In this case, Forever Losing Sleep marries its SDRE-patented soft/loud dynamics and emotive whisper-to-scream vocals with post rock’s ambience. 
My band ( @wearespaceships ) played with them last night, and three of the four giant pedalboards were outfitted with a Strymon Big Sky reverb processor, which were used to great effect in the sparser passages and crushing heaviness alike in a way that is more Russian Circles than Brand New.

Their live show show is absolutely spellbinding, and the record delivers on that. The production manages to capture every nuance performed by each of the six members as they fiddle with knobs or manipulate feedback without sounding canned. The songs are sequenced perfectly, combining together in a well paced whole. These aren’t only songs as much as they are movements in a larger, masterfully constructed composition.

Record #330: Alcest – Les Voyages de L’Âme (2012)

I have written at length about my relationship with metal music (most of those sentiments can be found here), but I’ll sum it up again.

I don’t like a lot of metal (chuggity chugs, show yourself out. You too, obnoxious tapping solos), but the metal that I DO like, I absolutely love. ISIS, Palms, Jesu, Pelican, Russian Circles, Pallbearer, Deafheaven, Thrice (are too metal, shush), Wolves in the Throne Room…

​I’ve joked that I like my metal like Ben Carson: black, not progressive, and kinda sleepy. 

And unto that punchline, a friend of mine suggested Le Voyages de L’Âme by blackgaze pioneers Alcest. Hailing from France and grabbing onto the same sort of life affirming sentiment as post rock often does (the title means “Journeys of the Soul”), Neige and Winterhalter (awesome metal name is awesome) ride loud waves of guitars and soaring melodies into one of my new favorite metal records.

Dynamically, there’s a lot of soft/loud changes that black metal rarely gets into (never, if the purists have anything to say about it).
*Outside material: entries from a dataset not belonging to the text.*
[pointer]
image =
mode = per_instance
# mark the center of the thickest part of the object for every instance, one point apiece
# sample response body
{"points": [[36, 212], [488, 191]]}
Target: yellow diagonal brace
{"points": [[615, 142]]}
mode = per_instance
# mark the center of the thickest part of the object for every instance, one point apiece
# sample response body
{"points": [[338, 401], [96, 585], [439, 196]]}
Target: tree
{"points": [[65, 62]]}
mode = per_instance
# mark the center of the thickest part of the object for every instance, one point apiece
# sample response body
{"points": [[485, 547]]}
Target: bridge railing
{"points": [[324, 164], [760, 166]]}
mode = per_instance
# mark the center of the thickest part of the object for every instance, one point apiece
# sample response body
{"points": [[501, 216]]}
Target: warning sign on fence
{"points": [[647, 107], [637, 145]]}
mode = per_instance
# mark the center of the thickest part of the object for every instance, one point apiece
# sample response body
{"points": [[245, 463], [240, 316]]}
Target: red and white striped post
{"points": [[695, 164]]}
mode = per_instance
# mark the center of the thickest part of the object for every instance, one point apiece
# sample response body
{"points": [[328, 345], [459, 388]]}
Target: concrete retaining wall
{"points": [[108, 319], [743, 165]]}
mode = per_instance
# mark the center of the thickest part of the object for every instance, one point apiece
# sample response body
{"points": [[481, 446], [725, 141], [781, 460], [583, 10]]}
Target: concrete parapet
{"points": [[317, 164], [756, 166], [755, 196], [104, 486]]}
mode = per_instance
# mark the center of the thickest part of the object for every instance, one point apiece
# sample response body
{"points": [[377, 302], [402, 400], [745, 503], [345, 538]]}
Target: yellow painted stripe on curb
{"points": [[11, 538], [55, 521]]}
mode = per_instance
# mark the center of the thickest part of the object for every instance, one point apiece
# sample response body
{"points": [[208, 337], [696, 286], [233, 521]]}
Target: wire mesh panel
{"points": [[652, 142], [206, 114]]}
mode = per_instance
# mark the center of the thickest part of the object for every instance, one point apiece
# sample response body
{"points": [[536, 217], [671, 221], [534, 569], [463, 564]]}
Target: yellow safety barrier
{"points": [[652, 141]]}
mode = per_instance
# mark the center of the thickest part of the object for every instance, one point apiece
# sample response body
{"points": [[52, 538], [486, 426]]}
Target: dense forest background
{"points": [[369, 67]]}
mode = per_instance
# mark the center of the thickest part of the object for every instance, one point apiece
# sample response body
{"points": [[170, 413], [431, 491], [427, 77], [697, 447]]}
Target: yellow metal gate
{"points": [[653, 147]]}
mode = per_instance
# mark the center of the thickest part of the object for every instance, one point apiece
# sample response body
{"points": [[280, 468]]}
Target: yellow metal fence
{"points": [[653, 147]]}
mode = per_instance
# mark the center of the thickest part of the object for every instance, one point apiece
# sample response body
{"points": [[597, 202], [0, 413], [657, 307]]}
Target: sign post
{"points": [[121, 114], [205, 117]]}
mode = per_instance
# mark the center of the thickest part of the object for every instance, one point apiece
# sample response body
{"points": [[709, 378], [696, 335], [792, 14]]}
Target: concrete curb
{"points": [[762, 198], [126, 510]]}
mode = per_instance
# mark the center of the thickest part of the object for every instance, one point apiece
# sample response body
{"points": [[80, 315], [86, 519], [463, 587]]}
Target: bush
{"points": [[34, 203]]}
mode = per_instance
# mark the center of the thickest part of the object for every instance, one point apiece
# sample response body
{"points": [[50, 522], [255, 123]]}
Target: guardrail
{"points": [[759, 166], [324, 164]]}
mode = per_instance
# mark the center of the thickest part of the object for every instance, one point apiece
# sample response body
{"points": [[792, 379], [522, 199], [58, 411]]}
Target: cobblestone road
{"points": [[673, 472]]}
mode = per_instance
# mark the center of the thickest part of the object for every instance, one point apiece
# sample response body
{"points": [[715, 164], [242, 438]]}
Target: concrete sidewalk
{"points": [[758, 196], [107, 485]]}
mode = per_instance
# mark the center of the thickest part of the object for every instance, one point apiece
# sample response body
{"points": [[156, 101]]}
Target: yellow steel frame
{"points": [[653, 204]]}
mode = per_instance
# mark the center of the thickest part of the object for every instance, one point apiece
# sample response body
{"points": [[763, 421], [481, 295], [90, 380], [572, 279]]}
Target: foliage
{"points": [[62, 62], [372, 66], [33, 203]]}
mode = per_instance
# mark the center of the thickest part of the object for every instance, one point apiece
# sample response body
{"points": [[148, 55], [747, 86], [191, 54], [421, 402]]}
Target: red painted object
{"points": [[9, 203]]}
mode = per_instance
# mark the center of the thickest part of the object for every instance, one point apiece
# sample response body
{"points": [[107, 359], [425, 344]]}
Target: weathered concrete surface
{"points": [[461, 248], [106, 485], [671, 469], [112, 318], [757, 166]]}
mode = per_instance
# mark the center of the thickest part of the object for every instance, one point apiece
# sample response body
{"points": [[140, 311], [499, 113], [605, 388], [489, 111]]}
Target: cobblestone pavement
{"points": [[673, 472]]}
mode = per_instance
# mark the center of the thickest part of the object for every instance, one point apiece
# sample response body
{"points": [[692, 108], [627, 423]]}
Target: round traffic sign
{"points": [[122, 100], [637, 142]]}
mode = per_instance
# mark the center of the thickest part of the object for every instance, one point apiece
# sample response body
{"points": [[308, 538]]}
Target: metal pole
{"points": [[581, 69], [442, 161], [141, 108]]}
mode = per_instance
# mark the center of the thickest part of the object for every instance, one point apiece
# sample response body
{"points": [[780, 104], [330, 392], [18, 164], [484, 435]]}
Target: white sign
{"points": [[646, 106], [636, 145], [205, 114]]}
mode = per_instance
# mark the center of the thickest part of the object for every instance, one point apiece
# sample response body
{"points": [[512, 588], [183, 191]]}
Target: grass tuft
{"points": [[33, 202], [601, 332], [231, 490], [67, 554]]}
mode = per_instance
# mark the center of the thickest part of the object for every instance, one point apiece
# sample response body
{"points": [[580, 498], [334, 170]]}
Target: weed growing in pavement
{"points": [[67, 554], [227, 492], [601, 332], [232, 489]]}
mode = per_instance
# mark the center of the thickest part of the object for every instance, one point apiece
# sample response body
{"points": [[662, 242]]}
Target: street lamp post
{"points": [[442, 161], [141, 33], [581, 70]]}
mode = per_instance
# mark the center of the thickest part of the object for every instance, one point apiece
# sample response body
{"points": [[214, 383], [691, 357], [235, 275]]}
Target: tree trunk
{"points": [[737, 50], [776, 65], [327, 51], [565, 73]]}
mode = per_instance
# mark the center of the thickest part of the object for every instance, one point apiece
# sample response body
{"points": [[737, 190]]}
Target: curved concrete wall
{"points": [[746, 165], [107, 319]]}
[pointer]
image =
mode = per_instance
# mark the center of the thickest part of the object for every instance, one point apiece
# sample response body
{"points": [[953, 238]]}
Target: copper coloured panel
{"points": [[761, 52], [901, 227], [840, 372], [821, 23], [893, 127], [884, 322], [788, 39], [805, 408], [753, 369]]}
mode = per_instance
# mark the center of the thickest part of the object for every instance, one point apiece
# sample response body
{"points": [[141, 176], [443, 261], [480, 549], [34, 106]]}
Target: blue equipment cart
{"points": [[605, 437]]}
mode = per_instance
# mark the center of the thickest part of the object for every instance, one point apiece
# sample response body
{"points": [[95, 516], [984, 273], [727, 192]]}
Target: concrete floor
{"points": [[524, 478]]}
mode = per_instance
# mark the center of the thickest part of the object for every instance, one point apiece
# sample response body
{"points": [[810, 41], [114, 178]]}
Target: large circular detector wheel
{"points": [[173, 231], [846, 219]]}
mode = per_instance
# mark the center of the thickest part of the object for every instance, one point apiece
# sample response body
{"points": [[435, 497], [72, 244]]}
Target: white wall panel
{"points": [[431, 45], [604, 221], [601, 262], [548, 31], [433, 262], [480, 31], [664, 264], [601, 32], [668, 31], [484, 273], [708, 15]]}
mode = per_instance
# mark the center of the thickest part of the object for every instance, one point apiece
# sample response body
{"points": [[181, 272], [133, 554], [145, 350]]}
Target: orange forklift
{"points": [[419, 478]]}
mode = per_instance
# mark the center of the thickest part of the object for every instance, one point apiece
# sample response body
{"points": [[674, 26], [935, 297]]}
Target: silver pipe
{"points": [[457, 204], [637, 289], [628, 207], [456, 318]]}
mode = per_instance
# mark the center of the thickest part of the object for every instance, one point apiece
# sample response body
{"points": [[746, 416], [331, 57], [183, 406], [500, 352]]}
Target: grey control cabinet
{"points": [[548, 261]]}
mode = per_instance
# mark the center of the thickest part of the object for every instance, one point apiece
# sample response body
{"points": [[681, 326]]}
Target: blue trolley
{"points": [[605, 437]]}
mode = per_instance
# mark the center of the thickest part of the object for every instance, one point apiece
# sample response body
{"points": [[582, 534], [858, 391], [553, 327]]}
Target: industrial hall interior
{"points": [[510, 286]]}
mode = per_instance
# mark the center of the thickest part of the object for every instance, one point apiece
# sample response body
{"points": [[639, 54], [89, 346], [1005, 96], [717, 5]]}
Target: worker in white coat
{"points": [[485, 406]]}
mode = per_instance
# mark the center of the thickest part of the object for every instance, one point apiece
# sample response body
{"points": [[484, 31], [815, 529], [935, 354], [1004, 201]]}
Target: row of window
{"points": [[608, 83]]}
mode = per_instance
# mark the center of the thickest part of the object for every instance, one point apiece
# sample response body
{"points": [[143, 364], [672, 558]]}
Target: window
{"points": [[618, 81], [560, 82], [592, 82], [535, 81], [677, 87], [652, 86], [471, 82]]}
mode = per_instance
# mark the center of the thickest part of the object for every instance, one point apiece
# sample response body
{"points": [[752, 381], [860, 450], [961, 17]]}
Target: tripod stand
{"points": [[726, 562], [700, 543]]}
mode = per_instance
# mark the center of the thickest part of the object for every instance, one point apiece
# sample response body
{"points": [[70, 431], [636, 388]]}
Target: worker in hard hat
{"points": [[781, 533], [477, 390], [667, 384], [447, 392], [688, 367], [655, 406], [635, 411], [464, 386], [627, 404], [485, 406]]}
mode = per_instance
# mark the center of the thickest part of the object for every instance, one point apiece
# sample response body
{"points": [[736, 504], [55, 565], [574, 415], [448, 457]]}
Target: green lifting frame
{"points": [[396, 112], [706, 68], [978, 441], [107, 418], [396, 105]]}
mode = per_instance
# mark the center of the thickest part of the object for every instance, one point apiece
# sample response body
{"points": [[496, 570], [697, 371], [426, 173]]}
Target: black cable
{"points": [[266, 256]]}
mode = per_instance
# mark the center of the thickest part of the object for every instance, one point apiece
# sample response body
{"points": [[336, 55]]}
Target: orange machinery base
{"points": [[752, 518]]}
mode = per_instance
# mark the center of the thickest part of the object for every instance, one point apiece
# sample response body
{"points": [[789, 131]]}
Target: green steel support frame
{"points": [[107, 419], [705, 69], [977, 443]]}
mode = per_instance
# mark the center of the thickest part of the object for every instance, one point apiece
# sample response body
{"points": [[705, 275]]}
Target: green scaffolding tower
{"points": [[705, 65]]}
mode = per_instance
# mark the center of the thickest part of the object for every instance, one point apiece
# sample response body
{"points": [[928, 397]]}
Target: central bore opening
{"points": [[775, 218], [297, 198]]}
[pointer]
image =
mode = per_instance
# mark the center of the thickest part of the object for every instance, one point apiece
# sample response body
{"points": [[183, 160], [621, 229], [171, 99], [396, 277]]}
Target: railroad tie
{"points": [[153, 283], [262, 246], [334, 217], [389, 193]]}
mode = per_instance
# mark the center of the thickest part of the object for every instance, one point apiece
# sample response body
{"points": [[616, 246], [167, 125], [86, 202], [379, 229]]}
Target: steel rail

Clean guitar lines saturated with reverb (more Perfect Circle or ISIS than Explosions in the Sky) tensely build into frenzied bursts of clanging drums and ripping guitar tremolos.

And while a majority of the album features sung vocals and less extreme drums, there are few moments of sheer black metal catharsis, shrieking, blast beats and all, like the climax of “Là où Naissent les Couleurs Nouvelles” (“Where New Colors are Born”) or the entirety of “Beings of Light” which would be a straight black metal song were it not for the ethereal choir and angelic alto that run through it.

Also, unlike most metal, much of this record plays in 6/8 time, giving a balladic feel even to some of the more aggressive numbers like “Faiseurs de Mondes” (“Makers of Worlds”). Closer “Summer’s Glory” restrains itself, pulling larger portions of cinematic post rock than metal to end the album on as victorious a note as they can muster, and they can muster quite a bit.

All in all, Les Voyages de L’Âme takes the most heartstring-pulling tricks from black metal, post rock, and shoegaze and throws them together in one beautiful, gorgeous whole. There’s not a bad moment on this disc–every second is aurally breathtaking and dripping with joie de vivre. And as someone who loves triumphant, melodic metal, Alcest is a revelation to me.